Though renowned analysts like Ted Petropoulos of Petrofin Research, rightly point out the equity markets will never replace traditional banking, outside investors are certainly filling a gap at the moment enabling companies to expand and upgrade when acquisition opportunities appear.
While, large financially strong public and private Greek companies can find some ship finance, in the first six weeks of 2014, Greek shipowner interests have tapped to equity market for over $1bn. Among those who have turned to investors are some of the industry's best known names. In all, Greek-linked companies have been involved in 14 raids so far in 2014, with at least three more imminent.
Latest to join the hunt is newcomer, Stalwart Tankers, which is set to go to investors with a prospectus to raised $100m on the NYSE to built a chemical tanker fleet.
The chemical transportation company maybe a new name, but its roots in shipping run deep. Stalwart is controlled by Ekaterini Lanara and Dimitrios Souravlas, part of the Lanaras clan. With an initial fleet of five ships, the company’s IPO filing says it plans acquisition of a further 11 units, including six newbuildings.
The company says it has signed a LOI with an unnamed South Korean shipyard for four 25,000 dwt eco-design newbuildings, an investment worth $174m with deliveries expected to begin in 2016. It also has the option to acquire an additional two sister ships for $87m with potential delivery in 2017.

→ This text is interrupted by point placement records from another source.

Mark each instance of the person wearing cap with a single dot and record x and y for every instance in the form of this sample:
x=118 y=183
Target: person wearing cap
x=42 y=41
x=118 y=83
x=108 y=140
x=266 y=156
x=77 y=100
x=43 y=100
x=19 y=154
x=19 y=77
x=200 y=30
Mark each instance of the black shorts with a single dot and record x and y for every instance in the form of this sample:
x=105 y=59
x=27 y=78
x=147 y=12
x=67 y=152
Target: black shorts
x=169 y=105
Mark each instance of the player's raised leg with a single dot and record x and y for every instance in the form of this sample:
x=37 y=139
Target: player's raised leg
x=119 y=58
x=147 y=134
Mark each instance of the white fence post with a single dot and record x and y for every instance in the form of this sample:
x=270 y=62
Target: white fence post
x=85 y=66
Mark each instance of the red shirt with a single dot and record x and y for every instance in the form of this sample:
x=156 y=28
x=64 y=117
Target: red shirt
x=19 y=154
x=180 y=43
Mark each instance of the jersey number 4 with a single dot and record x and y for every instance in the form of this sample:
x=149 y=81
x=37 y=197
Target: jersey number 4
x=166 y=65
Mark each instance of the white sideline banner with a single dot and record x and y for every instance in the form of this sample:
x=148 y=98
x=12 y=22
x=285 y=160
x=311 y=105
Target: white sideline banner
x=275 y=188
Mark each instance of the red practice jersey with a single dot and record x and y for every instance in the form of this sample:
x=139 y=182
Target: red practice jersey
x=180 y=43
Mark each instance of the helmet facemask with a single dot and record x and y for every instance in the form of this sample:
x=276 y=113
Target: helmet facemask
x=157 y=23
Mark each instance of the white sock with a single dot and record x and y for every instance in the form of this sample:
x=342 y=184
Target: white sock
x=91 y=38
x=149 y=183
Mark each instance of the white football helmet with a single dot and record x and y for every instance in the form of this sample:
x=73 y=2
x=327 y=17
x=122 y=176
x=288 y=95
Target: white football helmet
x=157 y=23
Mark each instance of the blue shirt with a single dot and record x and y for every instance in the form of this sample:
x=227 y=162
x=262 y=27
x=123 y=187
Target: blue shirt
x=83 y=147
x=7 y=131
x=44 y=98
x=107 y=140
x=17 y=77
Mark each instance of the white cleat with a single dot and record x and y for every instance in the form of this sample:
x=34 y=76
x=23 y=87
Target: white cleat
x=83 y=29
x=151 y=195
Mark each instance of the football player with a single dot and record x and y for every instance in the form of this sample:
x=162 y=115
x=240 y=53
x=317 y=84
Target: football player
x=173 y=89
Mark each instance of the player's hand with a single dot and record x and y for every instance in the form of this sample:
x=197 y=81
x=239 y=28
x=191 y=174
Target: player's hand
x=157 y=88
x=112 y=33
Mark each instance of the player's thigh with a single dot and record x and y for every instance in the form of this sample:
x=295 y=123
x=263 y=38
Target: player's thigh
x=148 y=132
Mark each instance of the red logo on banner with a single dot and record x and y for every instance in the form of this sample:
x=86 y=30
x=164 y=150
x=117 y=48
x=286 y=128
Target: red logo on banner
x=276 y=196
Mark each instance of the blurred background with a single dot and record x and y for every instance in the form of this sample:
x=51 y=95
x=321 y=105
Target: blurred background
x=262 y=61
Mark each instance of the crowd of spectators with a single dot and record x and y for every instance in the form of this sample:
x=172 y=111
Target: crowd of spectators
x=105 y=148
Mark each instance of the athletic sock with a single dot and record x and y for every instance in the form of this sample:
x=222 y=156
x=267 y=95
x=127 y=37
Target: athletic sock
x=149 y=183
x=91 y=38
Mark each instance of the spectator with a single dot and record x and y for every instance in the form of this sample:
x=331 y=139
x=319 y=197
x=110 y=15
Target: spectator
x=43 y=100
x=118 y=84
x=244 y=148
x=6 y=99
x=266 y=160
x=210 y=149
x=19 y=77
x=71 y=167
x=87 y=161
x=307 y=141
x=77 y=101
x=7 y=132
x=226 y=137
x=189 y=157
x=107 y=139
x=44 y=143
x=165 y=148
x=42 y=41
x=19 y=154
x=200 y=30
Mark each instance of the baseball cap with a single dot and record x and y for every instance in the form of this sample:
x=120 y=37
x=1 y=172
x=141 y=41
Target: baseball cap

With an initial fleet consisting of five ships ranging from 23,322dwt down to 11,560 dwt, built between 1994 and 2006, Stalwart said it intends to acquire five unidentified secondhand stainless steel tankers of between 20,000 dwt and 25,000 dwt, all built in Japan between 2005 and 2010.
Lanara, who was described as vice president and Souravlas as ceo own all of the company's issued and outstanding common shares. The two are also linked to Elmira Tankers Management, which has five chemical tankers, and Elmira Shipping & Trading, which has three general cargo ships and a ro-ro.
Stalwart says it is looking to take advantage of a market in early stages of a recovery from cyclical lows, and will also use proceeds from the IPO to repay debt.
Stalwart’s $100m target is average for Greek companies making raids on the equity market in 2014. Sums raised range from $29m to near $200m.
These have included in January, Peter G Livanos-led GasLog scooped $199m in an equity issue and private placement to help fund a $468m sale-and-leaseback deal with BG affiliate Methane Services. The Livanos / Marc Saverys-led Euronav also completed a $50m equity issue with shares sold to new investors.
Ever expanding Angeliki Frangou-controlled Navios Group has made two raids, with subsidiaries raising, $50m and $101m, with a third for $57m underway. Container ship owner Costamare / Costis Constantakopoulos grossed $100m through a public offering of 4m preferred shares.
Oslo-listed VLGC operator Dorian LPG / John Hadjipateras raised $100m through a private placement to finance its newbuilding VLGCs.